Afghanistan has accused Lashkar-e-Taiba founder Hafiz Muhammad Saeed, wanted by India, of overseeing attacks by Islamic State fighters in the war-torn country.
Afghan officials raised the issue during a trilateral meeting of Afghan, Pakistani and US military officials at the defence ministry in Kabul on Tuesday.
Voice of America quoted an Afghan defence ministry statement, which was issued in Dari, as saying that Afghan officials had said “currently former leader of Lashkar-e-Taiba (LeT), Hafiz Saeed, is managing activities” of the IS in Afghanistan.
The Afghan director general of military operations gave details of measures taken by the government to eliminate IS and requested the Pakistan Army to take similar actions against the group.

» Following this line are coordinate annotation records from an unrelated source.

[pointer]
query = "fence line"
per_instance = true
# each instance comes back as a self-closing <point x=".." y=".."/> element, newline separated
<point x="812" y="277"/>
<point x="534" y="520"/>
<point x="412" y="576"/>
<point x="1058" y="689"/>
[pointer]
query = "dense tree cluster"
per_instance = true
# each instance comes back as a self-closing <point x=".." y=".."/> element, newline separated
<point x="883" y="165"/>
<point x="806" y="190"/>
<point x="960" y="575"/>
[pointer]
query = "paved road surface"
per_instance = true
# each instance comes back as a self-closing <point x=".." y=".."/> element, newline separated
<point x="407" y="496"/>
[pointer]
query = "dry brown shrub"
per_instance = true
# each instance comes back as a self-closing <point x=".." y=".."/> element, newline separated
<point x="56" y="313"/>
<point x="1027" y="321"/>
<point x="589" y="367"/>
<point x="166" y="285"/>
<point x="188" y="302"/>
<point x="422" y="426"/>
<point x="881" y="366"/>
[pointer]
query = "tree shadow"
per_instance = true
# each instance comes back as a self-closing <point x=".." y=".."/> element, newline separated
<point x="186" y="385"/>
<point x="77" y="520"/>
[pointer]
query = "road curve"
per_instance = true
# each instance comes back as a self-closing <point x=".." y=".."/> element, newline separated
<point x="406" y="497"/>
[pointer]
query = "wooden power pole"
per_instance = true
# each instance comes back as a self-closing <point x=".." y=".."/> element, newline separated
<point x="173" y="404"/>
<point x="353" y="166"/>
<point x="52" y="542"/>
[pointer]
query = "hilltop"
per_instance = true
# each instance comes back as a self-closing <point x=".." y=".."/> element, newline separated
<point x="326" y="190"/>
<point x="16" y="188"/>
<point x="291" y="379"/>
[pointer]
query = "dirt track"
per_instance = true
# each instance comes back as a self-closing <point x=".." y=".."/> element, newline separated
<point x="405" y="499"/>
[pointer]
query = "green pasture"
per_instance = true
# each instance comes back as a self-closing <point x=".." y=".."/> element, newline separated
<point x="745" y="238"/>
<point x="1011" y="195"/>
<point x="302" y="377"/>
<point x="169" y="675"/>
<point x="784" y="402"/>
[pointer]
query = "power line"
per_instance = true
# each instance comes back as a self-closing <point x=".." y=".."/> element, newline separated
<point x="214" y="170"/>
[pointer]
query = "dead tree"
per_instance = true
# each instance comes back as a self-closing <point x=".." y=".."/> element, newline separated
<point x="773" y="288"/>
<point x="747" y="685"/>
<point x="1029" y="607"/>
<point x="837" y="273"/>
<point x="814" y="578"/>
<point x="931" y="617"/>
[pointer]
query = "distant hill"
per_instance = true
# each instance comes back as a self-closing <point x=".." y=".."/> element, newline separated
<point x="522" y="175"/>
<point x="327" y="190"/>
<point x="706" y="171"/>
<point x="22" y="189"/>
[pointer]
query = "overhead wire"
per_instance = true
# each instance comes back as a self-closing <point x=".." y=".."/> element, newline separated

However, there was speculation in Islamabad and Kabul that the Afghan defence ministry could have confused Hafiz Saeed, who currently heads Jamaat-ud-Dawah, with Hafiz Saeed Khan, a former Pakistani Taliban commander who heads Wilayah Khorasan, the IS branch for Afghanistan, Pakistan and parts of India.
The issue also figured in the weekly news briefing at Pakistan’s Foreign Office on Thursday but the spokesman did not give a categorical reply.
There have been several reports that Hafiz Saeed Khan was killed in US drone strikes but news of his death has never been confirmed.
Hafiz Saeed lives openly in Lahore despite a $10 million bounty offered for him by the US. He is also wanted by India for allegedly masterminding the 2008 Mumbai attacks that killed 166 people.
The IS has stepped up attacks in Afghanistan. It claimed a suicide attack in Kabul on Saturday that targeted a gathering of the Hazara Shia minority and killed 80 people.